2015 Leadership Award Honoree Don Bustos

Farmer and Co-Director, American Friends Service Committee

One day, when he was five years old, Don Bustos was scurrying across his family’s farm on the border of the Sonoran Desert. “My grandpa stopped me, handed me the reins to a mule, and said, ‘Come here, mijito, this mule needs to be guided.’ I was really proud to be given that responsibility.”

Reflecting on the incident years later, Bustos realized that the mule didn’t need steering at all—his grandfather was keeping his eager young grandson from running through a freshly ploughed field. “Instead of hollering at me, my grandfather assigned me a job,” he explains. “He taught me a way to be important.”

Now a revered sustainable and organic farmer in his native New Mexico, Bustos still plants blackberries, asparagus, lettuce, and dozens of other crops on a three-and-a half-acre portion of the land his ancestors have farmed for a staggering three centuries. In the 1970s, when the property had deteriorated due to financial challenges, Bustos resuscitated it, installing plastic hoop houses to stretch the growing season and replacing commodity crops with “high-value organic produce.”

As a spokesperson for minority farmers, Bustos, who claims both native Pueblo and Spanish ancestry, ensures they have access to USDA Farm Service Agency loans and subsidies. “In underserved, limited-resource communities, people just don’t know about the services that are available to them,” he explains. Bustos also honors his grandfather’s commitment to empowering young farmers through a series of training programs offered by the American Friends Service Committee’s New Mexico branch, where he is co-director. “It’s a simple idea,” he says of the state’s longstanding family-farming tradition. “Make yourselves healthy, make your communities healthy, and other people will replicate it.”
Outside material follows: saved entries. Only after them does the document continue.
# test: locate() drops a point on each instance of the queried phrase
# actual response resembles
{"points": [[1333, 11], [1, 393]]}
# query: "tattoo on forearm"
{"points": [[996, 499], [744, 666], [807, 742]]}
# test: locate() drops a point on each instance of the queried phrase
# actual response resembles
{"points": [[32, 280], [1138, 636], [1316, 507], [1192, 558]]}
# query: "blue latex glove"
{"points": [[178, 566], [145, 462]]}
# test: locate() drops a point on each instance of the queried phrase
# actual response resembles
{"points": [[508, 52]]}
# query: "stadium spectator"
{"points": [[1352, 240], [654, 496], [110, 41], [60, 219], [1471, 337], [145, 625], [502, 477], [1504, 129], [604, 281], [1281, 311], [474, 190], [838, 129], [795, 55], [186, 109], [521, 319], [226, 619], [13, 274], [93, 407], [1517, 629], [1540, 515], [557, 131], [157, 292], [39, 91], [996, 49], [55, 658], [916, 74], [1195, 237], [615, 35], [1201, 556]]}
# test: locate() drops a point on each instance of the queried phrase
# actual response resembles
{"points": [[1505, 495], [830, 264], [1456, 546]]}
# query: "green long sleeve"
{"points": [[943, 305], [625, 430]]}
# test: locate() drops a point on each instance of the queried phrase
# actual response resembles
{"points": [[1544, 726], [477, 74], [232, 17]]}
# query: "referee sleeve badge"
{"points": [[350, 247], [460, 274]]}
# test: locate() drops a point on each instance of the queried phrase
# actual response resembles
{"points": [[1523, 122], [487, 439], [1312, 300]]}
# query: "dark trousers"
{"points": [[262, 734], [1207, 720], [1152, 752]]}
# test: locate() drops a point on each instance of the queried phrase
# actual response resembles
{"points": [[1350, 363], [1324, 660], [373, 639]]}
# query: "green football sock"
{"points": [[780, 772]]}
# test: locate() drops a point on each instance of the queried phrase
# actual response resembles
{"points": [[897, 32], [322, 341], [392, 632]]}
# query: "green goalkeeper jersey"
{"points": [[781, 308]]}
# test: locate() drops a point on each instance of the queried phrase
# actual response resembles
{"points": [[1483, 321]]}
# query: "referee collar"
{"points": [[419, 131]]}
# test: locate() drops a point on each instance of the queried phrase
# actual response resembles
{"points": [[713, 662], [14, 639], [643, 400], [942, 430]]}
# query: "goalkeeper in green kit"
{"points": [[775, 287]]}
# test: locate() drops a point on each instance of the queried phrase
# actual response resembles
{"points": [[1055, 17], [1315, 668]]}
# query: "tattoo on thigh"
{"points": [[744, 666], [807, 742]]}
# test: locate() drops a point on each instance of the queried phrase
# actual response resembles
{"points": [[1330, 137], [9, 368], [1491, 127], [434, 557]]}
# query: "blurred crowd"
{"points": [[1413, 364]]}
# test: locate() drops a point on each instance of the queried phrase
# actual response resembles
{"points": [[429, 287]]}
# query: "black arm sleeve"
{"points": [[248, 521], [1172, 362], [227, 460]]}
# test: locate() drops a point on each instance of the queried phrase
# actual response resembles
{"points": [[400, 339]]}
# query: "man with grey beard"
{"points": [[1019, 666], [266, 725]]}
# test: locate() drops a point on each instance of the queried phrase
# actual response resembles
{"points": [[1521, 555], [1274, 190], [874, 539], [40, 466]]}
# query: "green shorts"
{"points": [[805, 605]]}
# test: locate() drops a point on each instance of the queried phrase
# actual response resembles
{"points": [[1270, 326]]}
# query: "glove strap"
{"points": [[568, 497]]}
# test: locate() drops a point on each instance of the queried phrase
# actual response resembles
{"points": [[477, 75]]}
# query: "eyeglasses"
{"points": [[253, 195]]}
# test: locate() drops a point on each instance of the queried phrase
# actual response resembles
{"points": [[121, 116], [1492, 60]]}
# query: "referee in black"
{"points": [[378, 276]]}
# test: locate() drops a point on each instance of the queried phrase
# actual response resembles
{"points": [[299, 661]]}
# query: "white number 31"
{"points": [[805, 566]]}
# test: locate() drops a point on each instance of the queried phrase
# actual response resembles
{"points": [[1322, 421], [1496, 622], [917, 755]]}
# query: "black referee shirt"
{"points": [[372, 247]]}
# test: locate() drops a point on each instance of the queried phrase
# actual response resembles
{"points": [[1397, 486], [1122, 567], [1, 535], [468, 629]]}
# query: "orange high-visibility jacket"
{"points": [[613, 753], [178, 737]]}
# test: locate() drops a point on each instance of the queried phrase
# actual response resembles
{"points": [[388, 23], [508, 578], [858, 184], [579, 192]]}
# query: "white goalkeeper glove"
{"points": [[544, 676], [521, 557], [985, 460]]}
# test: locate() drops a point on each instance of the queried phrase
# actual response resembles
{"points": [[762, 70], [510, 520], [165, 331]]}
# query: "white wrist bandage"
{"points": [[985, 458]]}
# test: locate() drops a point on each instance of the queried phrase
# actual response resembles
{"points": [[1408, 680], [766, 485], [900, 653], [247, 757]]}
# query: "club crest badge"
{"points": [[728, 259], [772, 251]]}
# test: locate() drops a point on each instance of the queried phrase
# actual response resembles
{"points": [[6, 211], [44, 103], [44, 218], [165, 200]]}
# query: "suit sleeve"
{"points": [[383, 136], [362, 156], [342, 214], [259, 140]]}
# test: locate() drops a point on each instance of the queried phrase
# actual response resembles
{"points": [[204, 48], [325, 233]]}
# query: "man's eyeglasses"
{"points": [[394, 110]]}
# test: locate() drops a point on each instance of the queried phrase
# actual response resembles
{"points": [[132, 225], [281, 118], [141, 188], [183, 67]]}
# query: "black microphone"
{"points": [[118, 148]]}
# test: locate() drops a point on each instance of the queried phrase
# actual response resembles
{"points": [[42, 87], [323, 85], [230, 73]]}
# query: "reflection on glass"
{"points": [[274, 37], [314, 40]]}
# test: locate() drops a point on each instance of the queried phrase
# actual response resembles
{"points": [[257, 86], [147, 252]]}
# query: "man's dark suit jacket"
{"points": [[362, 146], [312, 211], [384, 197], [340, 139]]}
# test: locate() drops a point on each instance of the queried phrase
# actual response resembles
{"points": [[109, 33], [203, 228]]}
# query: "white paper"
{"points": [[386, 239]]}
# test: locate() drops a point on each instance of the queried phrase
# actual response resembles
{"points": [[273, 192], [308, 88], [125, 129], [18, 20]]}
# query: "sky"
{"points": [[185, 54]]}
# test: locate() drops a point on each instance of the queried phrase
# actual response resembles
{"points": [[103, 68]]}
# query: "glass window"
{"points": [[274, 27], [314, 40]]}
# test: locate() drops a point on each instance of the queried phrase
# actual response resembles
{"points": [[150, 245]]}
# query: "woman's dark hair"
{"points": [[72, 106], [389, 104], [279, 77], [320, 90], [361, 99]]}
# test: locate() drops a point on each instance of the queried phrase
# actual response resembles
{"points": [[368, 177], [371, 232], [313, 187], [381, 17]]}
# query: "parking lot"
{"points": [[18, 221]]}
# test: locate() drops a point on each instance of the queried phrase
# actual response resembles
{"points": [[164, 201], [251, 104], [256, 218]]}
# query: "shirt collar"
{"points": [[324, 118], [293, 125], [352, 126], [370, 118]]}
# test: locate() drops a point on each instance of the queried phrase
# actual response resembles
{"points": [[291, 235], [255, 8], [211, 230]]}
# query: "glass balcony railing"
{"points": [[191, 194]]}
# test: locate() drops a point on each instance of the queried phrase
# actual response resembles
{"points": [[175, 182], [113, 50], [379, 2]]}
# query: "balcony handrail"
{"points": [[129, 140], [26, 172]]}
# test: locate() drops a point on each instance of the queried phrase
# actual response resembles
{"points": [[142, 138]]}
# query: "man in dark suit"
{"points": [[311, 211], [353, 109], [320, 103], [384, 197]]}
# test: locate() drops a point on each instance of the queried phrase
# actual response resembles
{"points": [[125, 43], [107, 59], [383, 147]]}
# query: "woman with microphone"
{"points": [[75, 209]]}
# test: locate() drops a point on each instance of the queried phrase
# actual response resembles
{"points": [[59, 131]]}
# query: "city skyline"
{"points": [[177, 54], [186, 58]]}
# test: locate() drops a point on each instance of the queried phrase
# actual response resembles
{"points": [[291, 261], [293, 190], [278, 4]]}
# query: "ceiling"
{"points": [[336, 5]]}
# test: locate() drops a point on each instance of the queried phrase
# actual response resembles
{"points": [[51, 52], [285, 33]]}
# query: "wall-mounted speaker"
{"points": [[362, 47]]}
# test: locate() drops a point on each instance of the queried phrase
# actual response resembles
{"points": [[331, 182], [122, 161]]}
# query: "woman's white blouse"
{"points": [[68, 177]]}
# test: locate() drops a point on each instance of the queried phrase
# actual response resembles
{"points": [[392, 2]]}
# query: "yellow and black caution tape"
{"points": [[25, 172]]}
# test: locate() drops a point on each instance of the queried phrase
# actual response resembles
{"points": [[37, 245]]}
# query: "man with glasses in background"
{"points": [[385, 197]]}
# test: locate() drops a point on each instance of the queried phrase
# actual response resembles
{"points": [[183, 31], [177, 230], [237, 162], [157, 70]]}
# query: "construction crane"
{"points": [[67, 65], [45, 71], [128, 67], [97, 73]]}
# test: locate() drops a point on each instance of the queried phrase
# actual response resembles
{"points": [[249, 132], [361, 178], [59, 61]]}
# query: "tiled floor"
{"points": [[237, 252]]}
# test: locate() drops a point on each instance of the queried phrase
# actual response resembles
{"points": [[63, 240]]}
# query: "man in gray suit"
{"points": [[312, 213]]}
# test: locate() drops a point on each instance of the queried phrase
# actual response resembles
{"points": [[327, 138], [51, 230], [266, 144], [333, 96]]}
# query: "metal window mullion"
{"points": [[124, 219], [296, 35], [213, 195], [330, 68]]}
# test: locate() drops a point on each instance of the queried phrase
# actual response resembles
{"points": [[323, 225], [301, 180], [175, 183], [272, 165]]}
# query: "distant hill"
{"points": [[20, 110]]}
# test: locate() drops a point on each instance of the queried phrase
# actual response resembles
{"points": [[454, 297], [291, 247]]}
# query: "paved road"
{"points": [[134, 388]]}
“Don truly helps farmers understand the role that they play in agricultural industry,” says Cynthia Hayes, executive director of the Southeastern African American Farmers’ Organic Network and a 2013 JBF Leadership Award honoree, who regularly sits alongside Bustos at policymaking tables. “He’s always in the field, because answering the phone and being in the office—that ain’t it!” she adds. “If you’re not out there with the farmers, how can you understand what’s necessary?”

Bustos’s commitment to community is most evident when he discusses the importance of acequias, shared irrigation canals that siphon water to farms and ranches across his drought-prone state. (It’s no coincidence that he also serves on the board of the New Mexico Acequia Association.) “Acequias mean that everyone has equal access to water,” says Bustos. “It’s an alternative to the Western capitalist model, where one person or group owns natural resources.”

The agricultural trailblazer says he still finds motivation in ancestral anecdotes, namely the story of a female family member who traveled alone from Mexico City to the northernmost sliver of the Spanish Empire (present-day Santa Fe) circa 1694. “She was nine years old when she got there and lived in the pueblos, climbing up and down ladders with handfuls of wood and buckets of water,” he describes. “That resilience, that passion, and knowing that we’re here for a higher purpose, is real inspiration.”